Kenyataan fisik Nadia yang terlahir sebagai pria, membuat pusing pacarnya. Nadia pun tidak mau karena persoalan itu pacarnya menderita. Dengan berat hati dia memutuskan untuk memperbolehkan pacarnya berhubungan seks dengan wanita lain.

“Saya menyadari bagi orang barat seks adalah kebutuhan. Dan saya bilang kepada Toni bahwa dia boleh melakukan hubungan seks dengan perempuan lain tapi dengan syarat jangan sampai saya tahu dan jangan sampai perempuan itu dibawa ke rumah dan bermainlah dengan aman sesudah itu lupakan dia,” cerita Nadia lirih.

Tapi pada akhirnya si perempuan yang berasal dari Jepara itu mengaku hamil dan Nadia meminta Toni sebagai laki-laki untuk bertanggung jawab. Namun tidak lama keduanya bercerai. Toni berusaha mencari jejak Nadia lagi.

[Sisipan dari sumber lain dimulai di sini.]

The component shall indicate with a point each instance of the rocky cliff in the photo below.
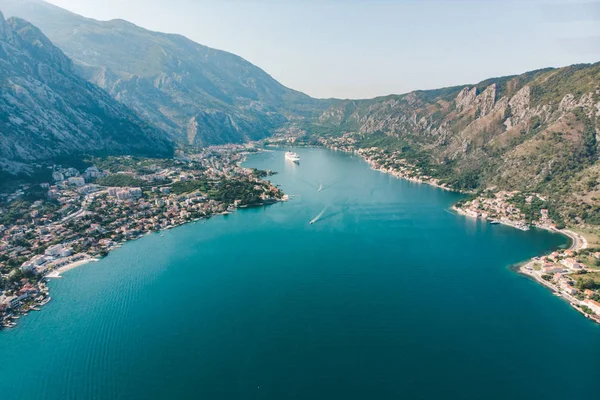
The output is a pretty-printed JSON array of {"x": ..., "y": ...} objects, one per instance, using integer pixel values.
[
  {"x": 47, "y": 110},
  {"x": 197, "y": 94},
  {"x": 533, "y": 132}
]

Namun bagi Nadia, tidak ada kesempatan kedua. Sikap dingin Nadia semula membuat Toni kecewa namun akhirnya keduanya bersahabat. Saat Toni membuka kantor baru dan memintanya untuk bekerja dengan dia, Nadia pun menyanggupinya.

“Tonilah yang mengajariku banyak hal. Saya sempat illfell dengan laki-laki lokal, karena saya sudah terbiasa dengan bule yang 'open minded', yang 'he knows to treat a women'. Dan saya memang sempat terobsesi dengan bule. Kalau tidak dengan bule 'ah enggak ah' karena saya takut dibatasi dan takut ini itu. Makanya pengalaman cinta saya tidak terlalu banyak. Karena saya bukan tipikal perempuan yang mau dibatasi ruang geraknya,” kata Nadia.

Namun demikian setelah putus dengan Toni, Nadia sempat berpacaran dengan pria lokal. Dua kali. Tapi itu selalu putus ditengah jalan. Dan hingga sekarang dia belum memiliki kekasih lagi.

“Karena tidak ada yang seperti Toni,yang membuat saya lebih dewasa. Sesuatu yang berkualitas akan sebuah hubungan saya dapatkan di Toni. Karena dia membawa sesuatu yang membangun motivasi dalam diri saya,” ujarnya menerawang. Mengenai tipe pria yang diidamkannya, Nadia cukup selektif. Dia menginginkan pria pintar, dan tidak neko-neko. “Cakep secara fisik,tapi itu relatif,” ujarnya.

“Tapi menurut saya fisik memang iya, karena saya tergolong perempuan bongsor ya, kalau dia tidak lebih tinggi akan aneh bila berjalan dengan saya. Kalau untuk dijadikan jodoh ya mungkin tidak jauh dari kriteria itu, mungkin tambahannya minimal dia pekerja keras. Dan tentu bisa menerima saya apa adanya,” harap Nadia.